Pre- and post-milking teat disinfection, dry cow treatments to every quarter of every cow at the end of lactation and the use of modern, well-serviced milking equipment have contributed to lower SCCs. In September the USDA Animal and Plant Health Inspection Service (APHIS),National Animal Health Monitoring System (NAHMS) released information on 2011 bulk tank somatic cell counts (SCCs) from four of the 10 Federal Milk Marketing Orders. The bottom line of the report is that bulk tank somatic cell counts (BTSCCs) continue to decline. Overall, BTSCCs have decreased every year since 2007.

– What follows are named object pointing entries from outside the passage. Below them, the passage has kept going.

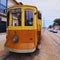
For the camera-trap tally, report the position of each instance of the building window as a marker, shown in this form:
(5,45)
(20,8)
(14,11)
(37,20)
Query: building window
(3,6)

There are a number of reasons why BTSCC values continue to fall, says Pam Ruegg, DVM, MPVM, University of Wisconsin. “One of the reasons is that producers are more aware of the importance that processors place on producing milk that is of high quality,” she explains. “I think that the continued emphasis on improving quality resonates with many producers.”
Jason Lombard, DVM, MS, USDAAPHIS Veterinary Services, Fort Collins, Colo., adds that in some places, quality bonuses may play a role in reducing SCC. “I know that processors have essentially implemented the 400,000 limit since they don’t want to have to segregate milk that can’t go the European Union,” he says.
However, Ruegg thinks there are other important reasons that SCC has been decreasing. “Many of the best management practices that have been long recommended and are known to reduce mastitis and improve milk quality are now highly adopted and almost seen as just standard procedures on most dairy farms,” she says. “For example, virtually everyone uses pre- and post-milking teat disinfection, most conventional farmers administer dry cow treatments to every quarter of every cow at the end of every lactation, and most cows are milked using modern milking equipment that is serviced on a regular basis.” Ruegg says that we also continue to see more consistency in milking routines and most cows today are probably milked with some version of the strip, dip, dry, apply procedure. “Finally, the rapid expansion of many dairy farms and the resulting reduced age of the average cow on those farms is advantageous to producing milk that has lower SCC because younger cows typically have less chronic mastitis infections.”
Size of farm may also play a role, Lombard says, likely due to the factors Ruegg mentions above. “Larger farms have consistently lower cell counts and as the percentage of large farms increase and since they represent most of the dairy cows, SCC decreases,” Lombard notes.